Fig. 2. Load-versus-elongation curve obtained in a tensile test. The specimen was Al-2084-T81.
Specimens are machined such that the cross-sectional area in this region is uniform and smaller than at the ends gripped by the testing machine. This smallest area region, referred to as the gage length, experiences the largest stress concentration so that any significant deformation at higher stresses is localized there. The engineering strain ε, is defined as
ε = (l – lo) /lo = Δ/lo (2)
where l is the gage length at a given load, and lo is the original (zero-stress) length. Fig.3 is divided into 2 distinct regions: 1) elastic deformation; 2) plastic deformation.
Elastic deformation is temporary deformation. It is fully recovered when the load is removed. The elastic region of the stress-strain curve is the initial linear portion. Plastic deformation is permanent deformation. It is not recovered when the load is removed, although a small elastic component is recovered. The plastic region is the nonlinear portion generated once the total strain exceeds its elastic limit. It is often difficult to specify precisely the point at which the stress-strain curve deviates from linearity and enters the plastic region.
Fig. 4 summarizes the key mechanical properties obtained from the tensile test. The slope of the stress-strain curve in the elastic region is the modulus of elasticity, E, also known as Young’s modulus. The linearity of the stress-strain plot in the elastic region is a graphical statement of Hooke’s law:
σ= E ε (3)
Fig. 3. Stress-versus-strain curve obtained by normalizing the data for specimen geometry.
The modulus E is a highly practical piece of information. It represents the stiffness of the material that is its resistance to elastic strain. This manifests itself as the amount of deformation in normal use below the yield strength and the springiness of the material during forming. As with E, the yield strength has major practical significance. It shows the resistance of the metal to permanent deformation and indicates rolling and drawing operations can form the ease with the metal.
Although we are concentrating on the behavior of metals under tensile loads, the testing apparatus illustrated in Fig.1 is routinely used in a reversed mode producing a compressive test. The elastic modulus in fact, tends to be the same for metal alloys tested in either tensile or compressive modes.

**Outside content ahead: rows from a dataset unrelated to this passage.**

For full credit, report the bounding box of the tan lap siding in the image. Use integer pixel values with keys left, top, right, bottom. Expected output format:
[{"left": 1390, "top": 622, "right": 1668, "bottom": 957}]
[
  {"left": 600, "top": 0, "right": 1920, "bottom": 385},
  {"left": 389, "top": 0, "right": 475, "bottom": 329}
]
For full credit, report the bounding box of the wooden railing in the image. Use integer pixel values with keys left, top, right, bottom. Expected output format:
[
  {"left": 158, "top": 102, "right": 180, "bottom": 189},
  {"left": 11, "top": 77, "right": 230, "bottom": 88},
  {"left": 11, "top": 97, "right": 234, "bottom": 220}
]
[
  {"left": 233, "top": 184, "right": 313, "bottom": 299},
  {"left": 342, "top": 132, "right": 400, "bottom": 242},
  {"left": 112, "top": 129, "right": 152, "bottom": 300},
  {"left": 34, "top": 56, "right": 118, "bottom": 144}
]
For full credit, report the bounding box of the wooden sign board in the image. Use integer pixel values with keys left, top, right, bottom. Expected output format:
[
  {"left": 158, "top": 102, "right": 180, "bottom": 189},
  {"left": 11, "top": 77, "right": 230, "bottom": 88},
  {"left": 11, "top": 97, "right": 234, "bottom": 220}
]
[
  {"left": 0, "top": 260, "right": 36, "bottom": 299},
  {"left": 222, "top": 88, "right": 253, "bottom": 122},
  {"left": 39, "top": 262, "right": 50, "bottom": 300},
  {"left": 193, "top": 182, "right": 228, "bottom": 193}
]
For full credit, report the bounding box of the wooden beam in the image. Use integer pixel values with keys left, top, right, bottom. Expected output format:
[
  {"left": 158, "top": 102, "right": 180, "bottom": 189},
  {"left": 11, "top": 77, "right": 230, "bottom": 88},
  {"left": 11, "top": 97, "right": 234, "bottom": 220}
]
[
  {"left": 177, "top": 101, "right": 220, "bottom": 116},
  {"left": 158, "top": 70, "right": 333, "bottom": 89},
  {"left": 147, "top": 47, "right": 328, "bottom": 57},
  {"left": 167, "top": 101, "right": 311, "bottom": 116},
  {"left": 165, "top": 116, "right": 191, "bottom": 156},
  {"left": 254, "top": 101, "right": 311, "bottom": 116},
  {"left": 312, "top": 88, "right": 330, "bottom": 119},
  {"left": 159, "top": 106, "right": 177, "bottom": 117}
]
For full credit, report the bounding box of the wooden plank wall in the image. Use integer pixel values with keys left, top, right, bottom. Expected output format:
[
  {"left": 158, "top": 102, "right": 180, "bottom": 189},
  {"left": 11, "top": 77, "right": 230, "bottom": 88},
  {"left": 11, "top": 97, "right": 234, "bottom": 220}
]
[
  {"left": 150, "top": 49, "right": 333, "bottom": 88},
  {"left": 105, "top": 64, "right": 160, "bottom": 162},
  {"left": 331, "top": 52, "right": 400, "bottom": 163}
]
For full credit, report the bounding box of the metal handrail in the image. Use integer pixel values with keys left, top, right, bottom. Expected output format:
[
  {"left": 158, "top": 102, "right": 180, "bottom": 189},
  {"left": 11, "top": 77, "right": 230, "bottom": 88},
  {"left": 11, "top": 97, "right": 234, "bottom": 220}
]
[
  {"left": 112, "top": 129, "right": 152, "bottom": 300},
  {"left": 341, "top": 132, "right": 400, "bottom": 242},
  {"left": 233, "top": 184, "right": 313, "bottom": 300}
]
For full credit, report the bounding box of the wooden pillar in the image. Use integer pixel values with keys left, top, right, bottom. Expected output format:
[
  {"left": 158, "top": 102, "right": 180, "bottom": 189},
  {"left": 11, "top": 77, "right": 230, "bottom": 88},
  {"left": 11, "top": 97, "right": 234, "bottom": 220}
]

1) Many design engineers, especially in the aerospace field, are more interested in strength-per-unit density than strength or density individually (If 2 alloys each have adequate strength, the lower density one is preferred for potential fuel savings).
2) The strength-per-unit density is generally termined specific strength, or strength-to-weight ratio, and is discussed relative to composite properties later.
3) Another term of practical engineering importance is residual stress, defined as the stress remaining within a structural material after all applied loads are removed. This commonly occurs following various thermo mechanical treatment such as welding and machining.